Firms should also be aware of the DFSA's continuing focus on financial crime, the prevention of money laundering and counter terrorist financing. The regulator is about to publish its latest annual AML report but the one published in April 2015 remains relevant, and set out detailed analysis and guidance on the new annual money laundering return. 

The DFSA reviewed the first iteration of the new style of money laundering returns submitted in some detail and took the time to analyse the information provided, give further guidance on particular issues and to outline both good and poor practices. The report outlined a number of improvements which could be made:

    • Firms need to tailor their due diligence assessments for businesses more specifically, and obtain buy-in from all areas of the firm, including senior managers.



    • Firms need to expand the risk factors they consider, including associated product and service risks (not just country risks), and to improve the documentation of customer information obtained during the customer due diligence process.



  • Firms must carry out comprehensive transaction monitoring, on a continuing basis, and must consider alerts raised on transactions booked overseas.

The DFSA is transparent about its regulatory approach and has made it clear that authorized firms must take rules and requirements seriously. 

The DFSA chose to be deliberately lenient with firms but, critically, stated that it anticipated the "first round of annual returns would present a number of improvement opportunities". The DFSA also made it crystal clear that it expects firms to learn from the findings of the analysis and that it will have "higher expectations for improvements in the timeliness and quality of future submissions".

Firms should take the point about higher expectations very seriously, particularly in the light of the April 2015 fine imposed on the DIFC branch of Deutsche Bank. The Deutsche Bank branch was fined $8.4 million and agreed to a number of directions. It settled early in the enforcement process, without which the fine would have been $10.5 million. 

The crux of the issue was whether or not the firm was advising and arranging for customers rather than simply referring and introducing them to other parts of the group. The branch's private wealth management business was deemed to have misled the DFSA as to its activities, and the firm finally confirmed to the regulator in January 2014 that the business was in fact advising and arranging for customers (with all of the associated regulatory requirements regarding client onboarding and prevention of money laundering). 

This case reads like a cautionary tale of how not to organise and run a branch business.

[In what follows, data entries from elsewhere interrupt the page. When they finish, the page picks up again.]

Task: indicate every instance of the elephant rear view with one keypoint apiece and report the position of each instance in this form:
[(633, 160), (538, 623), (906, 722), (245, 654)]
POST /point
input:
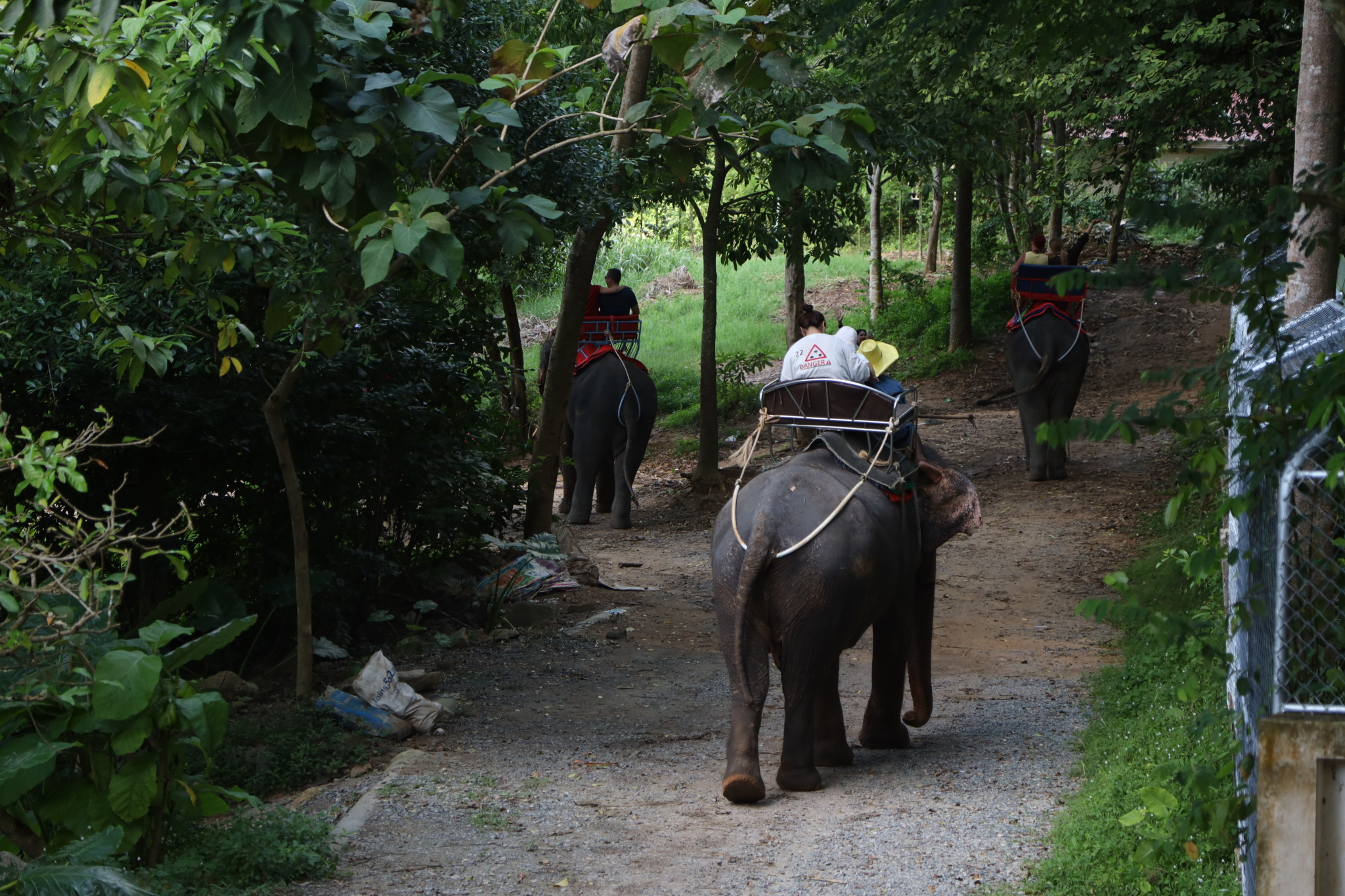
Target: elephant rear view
[(608, 422)]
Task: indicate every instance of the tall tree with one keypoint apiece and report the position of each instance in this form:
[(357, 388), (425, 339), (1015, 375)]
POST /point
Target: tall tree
[(1317, 150)]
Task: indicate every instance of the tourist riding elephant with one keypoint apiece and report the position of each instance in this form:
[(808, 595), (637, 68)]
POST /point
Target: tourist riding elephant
[(1048, 358), (607, 427), (872, 566)]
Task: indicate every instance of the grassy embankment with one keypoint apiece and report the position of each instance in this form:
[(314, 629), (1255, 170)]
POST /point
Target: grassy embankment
[(1139, 723)]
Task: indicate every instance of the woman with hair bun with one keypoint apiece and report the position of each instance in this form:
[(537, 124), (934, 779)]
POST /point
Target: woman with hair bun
[(818, 355)]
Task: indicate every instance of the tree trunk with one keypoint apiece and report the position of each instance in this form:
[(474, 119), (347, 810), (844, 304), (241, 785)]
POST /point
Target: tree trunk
[(560, 368), (273, 410), (707, 475), (1317, 146), (794, 284), (516, 356), (902, 215), (1059, 137), (1118, 210), (875, 240), (959, 308), (935, 215)]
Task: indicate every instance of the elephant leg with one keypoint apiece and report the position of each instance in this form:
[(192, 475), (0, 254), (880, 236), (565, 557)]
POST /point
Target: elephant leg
[(1033, 412), (568, 471), (743, 774), (883, 729), (606, 489), (588, 456), (1061, 409), (621, 505), (830, 748), (799, 681)]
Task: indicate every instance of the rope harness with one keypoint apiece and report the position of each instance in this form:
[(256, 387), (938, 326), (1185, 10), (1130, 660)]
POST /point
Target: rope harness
[(747, 457)]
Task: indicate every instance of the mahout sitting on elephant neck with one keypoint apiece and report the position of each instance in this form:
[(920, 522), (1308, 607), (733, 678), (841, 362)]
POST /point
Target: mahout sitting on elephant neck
[(872, 566)]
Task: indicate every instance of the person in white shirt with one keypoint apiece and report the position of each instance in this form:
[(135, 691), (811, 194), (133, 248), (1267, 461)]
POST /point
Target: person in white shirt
[(822, 356)]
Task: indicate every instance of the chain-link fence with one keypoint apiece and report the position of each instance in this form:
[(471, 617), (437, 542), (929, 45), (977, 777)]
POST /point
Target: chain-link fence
[(1310, 584)]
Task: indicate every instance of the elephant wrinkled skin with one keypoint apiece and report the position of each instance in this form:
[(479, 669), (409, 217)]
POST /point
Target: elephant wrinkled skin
[(873, 565)]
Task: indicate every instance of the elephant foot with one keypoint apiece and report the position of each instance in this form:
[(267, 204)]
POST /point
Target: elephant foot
[(744, 789), (833, 756), (894, 738), (798, 779)]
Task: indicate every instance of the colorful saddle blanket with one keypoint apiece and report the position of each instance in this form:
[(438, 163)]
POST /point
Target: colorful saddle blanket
[(590, 352)]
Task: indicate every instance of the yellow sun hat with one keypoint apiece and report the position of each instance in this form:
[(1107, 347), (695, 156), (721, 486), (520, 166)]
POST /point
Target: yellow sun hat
[(879, 354)]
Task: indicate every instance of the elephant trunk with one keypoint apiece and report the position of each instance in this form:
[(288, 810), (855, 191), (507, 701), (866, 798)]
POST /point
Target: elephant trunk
[(920, 648)]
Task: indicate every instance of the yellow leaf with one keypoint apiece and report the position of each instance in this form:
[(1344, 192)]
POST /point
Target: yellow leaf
[(101, 82), (144, 75)]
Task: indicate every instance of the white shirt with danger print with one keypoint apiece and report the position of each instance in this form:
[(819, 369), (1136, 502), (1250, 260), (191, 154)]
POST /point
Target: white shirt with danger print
[(825, 356)]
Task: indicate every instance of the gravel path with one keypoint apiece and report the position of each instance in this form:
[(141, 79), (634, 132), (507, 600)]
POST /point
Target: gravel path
[(594, 766)]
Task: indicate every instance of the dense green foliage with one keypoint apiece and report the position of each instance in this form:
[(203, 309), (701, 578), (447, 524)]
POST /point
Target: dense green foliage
[(1143, 729)]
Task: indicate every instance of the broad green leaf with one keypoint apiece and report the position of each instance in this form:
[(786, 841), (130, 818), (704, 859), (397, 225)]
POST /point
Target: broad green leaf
[(91, 851), (443, 254), (713, 50), (433, 112), (374, 259), (286, 92), (1133, 817), (208, 714), (78, 880), (424, 198), (159, 633), (638, 110), (132, 789), (405, 240), (24, 763), (128, 739), (124, 683), (489, 155), (208, 644), (1158, 801), (250, 109), (793, 73), (101, 82)]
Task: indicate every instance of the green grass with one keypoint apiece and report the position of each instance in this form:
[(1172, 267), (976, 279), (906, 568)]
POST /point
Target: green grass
[(1139, 723)]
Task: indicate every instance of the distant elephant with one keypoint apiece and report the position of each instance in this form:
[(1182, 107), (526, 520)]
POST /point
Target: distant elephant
[(1047, 360), (608, 422), (872, 566)]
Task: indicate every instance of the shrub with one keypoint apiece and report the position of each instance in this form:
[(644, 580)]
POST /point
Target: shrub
[(267, 848), (286, 747)]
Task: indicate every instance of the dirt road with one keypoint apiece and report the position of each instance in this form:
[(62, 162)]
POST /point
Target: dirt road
[(594, 766)]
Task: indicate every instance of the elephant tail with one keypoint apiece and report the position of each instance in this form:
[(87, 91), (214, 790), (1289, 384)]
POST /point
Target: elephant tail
[(630, 413), (759, 554), (1048, 360)]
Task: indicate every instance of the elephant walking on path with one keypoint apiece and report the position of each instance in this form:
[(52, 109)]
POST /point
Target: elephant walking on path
[(873, 565), (1048, 358), (608, 422)]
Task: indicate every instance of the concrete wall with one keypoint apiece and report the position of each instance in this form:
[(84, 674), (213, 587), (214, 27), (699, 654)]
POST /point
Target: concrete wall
[(1301, 806)]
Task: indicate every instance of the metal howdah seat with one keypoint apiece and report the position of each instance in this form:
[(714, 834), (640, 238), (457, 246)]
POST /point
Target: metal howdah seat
[(622, 331), (1033, 285), (833, 405)]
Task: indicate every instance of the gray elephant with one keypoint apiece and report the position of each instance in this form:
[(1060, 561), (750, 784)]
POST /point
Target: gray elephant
[(608, 422), (872, 566), (1047, 358)]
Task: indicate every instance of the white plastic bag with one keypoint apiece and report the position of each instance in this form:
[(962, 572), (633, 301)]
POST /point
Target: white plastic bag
[(377, 685)]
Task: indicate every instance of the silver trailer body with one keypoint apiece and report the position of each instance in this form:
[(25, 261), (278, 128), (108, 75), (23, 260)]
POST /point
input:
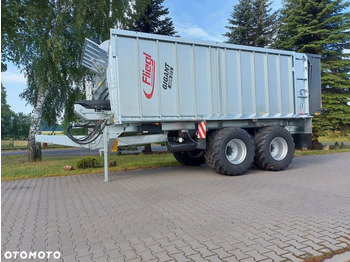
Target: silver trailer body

It paints a picture of an operation which was simply doing its own thing, apparently unaware of, quite apart from complying with, local regulatory requirements or being required to follow through on group audit visit findings and reports. 

The fine was a reminder that large international financial services groups must oversee all parts of their business. Issues can often arise in smaller operations where, due to the size and location of the activities, there is a perception of low or lower risk. On the surface the DIFC branch of Deutsche Bank did not have clients per se, as the 1,000 or so customers were referred elsewhere to be onboarded. 

Under the surface, however, was a business which systematically misled the DFSA as to its activities, which should have recognised clients as such and which should have had a fit-for-purpose compliance and governance infrastructure.

There are parallels between the Deutsche Bank fine and those imposed on Lilla and Muraleedharan. All raise questions about culture, the actions of (very) senior individuals and wider corporate governance. 

The DFSA has shown that it will no longer tolerate poor behaviour by either firms or individuals. It is also seeking to bolster strong corporate governance, with events such as the May 2016 outreach on corporate governance and investor relations. 

All those operating in the DIFC should keep up-to-date with changes in regulatory requirements and expectations and ensure they understand the ramifications of a lack of compliance, whether knowing or inadvertent.

Susannah Hammond is senior regulatory intelligence expert for Thomson Reuters Regulatory Intelligence; the views expressed are her own.